Eventually the woman was forced to change her name so she could move on with her life.
Lewinski talked about how hurtful the shaming has been and how it is still the defining moment of her life.
Even so, she said, she is very fortunate the scandal did not break during the age of social media.
Social media can be a very nasty place. The Internet and social media have so much power to be a wonderful tool, a wonderful place for positive change. But instead, society chooses to use it as a platform to belittle and pass judgment. Some people use it to the very worst end.
It is amazing to me that we say things online that we would never imagine saying to someone’s face. We feel justified weighing in, even being outraged, about something that doesn’t impact us, we know very little about, and has been on our radar for mere minutes. It is amazing how empowered we feel to pass judgment as long as a mob of others, most of them equally uninformed and unconnected, are with us.
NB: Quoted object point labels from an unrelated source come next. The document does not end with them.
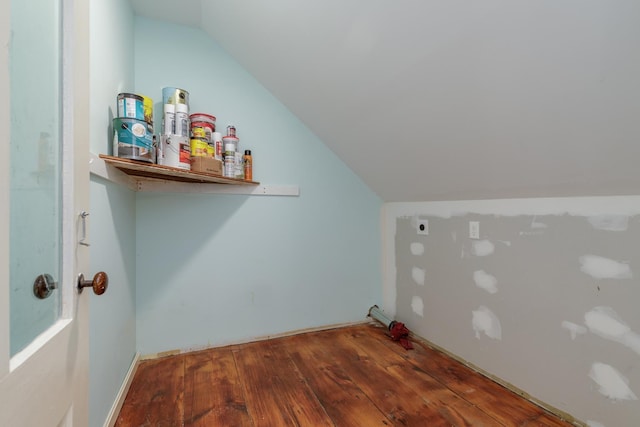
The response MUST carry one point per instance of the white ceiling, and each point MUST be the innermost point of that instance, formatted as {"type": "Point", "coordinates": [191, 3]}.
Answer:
{"type": "Point", "coordinates": [456, 99]}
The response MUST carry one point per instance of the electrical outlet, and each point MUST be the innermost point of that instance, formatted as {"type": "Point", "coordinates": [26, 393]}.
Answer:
{"type": "Point", "coordinates": [423, 227]}
{"type": "Point", "coordinates": [474, 229]}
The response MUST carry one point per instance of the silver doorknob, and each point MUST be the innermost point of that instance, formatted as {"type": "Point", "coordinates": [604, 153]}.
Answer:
{"type": "Point", "coordinates": [44, 285]}
{"type": "Point", "coordinates": [99, 283]}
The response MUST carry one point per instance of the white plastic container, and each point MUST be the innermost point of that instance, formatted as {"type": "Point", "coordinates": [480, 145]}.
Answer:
{"type": "Point", "coordinates": [182, 120]}
{"type": "Point", "coordinates": [169, 120]}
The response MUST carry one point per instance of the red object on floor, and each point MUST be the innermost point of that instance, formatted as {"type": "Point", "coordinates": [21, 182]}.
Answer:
{"type": "Point", "coordinates": [400, 333]}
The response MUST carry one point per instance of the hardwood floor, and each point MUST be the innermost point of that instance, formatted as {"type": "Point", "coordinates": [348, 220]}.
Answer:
{"type": "Point", "coordinates": [353, 376]}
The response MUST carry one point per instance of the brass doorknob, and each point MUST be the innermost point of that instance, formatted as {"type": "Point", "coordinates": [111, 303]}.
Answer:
{"type": "Point", "coordinates": [99, 283]}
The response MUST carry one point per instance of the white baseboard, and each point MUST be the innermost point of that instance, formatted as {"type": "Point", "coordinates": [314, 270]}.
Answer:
{"type": "Point", "coordinates": [253, 339]}
{"type": "Point", "coordinates": [122, 393]}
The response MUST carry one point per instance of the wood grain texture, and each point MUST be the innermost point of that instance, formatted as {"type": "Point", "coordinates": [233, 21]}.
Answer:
{"type": "Point", "coordinates": [154, 171]}
{"type": "Point", "coordinates": [354, 376]}
{"type": "Point", "coordinates": [213, 391]}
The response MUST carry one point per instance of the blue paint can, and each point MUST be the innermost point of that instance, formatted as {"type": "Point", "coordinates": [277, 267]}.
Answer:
{"type": "Point", "coordinates": [133, 139]}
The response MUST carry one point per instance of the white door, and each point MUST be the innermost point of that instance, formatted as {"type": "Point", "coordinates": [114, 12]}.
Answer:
{"type": "Point", "coordinates": [44, 186]}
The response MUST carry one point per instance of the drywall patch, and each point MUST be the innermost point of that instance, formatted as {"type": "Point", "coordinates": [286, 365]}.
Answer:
{"type": "Point", "coordinates": [611, 383]}
{"type": "Point", "coordinates": [605, 322]}
{"type": "Point", "coordinates": [536, 224]}
{"type": "Point", "coordinates": [417, 249]}
{"type": "Point", "coordinates": [604, 268]}
{"type": "Point", "coordinates": [482, 248]}
{"type": "Point", "coordinates": [418, 275]}
{"type": "Point", "coordinates": [485, 320]}
{"type": "Point", "coordinates": [609, 222]}
{"type": "Point", "coordinates": [417, 305]}
{"type": "Point", "coordinates": [574, 329]}
{"type": "Point", "coordinates": [485, 281]}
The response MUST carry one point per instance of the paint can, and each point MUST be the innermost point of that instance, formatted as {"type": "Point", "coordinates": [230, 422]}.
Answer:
{"type": "Point", "coordinates": [204, 118]}
{"type": "Point", "coordinates": [199, 147]}
{"type": "Point", "coordinates": [174, 151]}
{"type": "Point", "coordinates": [198, 131]}
{"type": "Point", "coordinates": [130, 106]}
{"type": "Point", "coordinates": [175, 96]}
{"type": "Point", "coordinates": [147, 109]}
{"type": "Point", "coordinates": [133, 139]}
{"type": "Point", "coordinates": [216, 140]}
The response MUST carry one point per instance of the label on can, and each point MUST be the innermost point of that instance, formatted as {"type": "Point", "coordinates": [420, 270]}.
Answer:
{"type": "Point", "coordinates": [133, 139]}
{"type": "Point", "coordinates": [131, 106]}
{"type": "Point", "coordinates": [198, 132]}
{"type": "Point", "coordinates": [230, 166]}
{"type": "Point", "coordinates": [199, 148]}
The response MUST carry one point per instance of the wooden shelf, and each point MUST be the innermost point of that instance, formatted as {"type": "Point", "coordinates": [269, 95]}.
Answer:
{"type": "Point", "coordinates": [167, 173]}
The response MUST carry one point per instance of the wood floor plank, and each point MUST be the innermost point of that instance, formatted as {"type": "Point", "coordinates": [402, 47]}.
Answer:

In one post we preach about civility and tolerance, pound our religion at people or pat our own back at how progressive we are and in the next post, spit the most vile, judgmental things we can think of about people we don’t even know. Worse yet are the emboldened trolls who spew venom behind a mask of anonymity.
None of us want to be known forever by our worst moments. None of us want to believe that we are the very worst thing we ever did. We are all so much more. We all have the power to change, to overcome, to move on. The question is, do we have the power to forgive and forget.
My boss told me recently that my online persona is very different, much nicer and more reserved, than my in person personality. (I share pictures from our National Parks, Peanuts cartoons and a lot of Scripture verses that I am working through in my own mind.) I think my online personality is the person I want to be, that I aspire to be. Even in real life, I try to vent to people I trust, but when I walk out into public, I try to bring light and love with me.
-Mac Cordell is a reporter for the Journal-Tribune.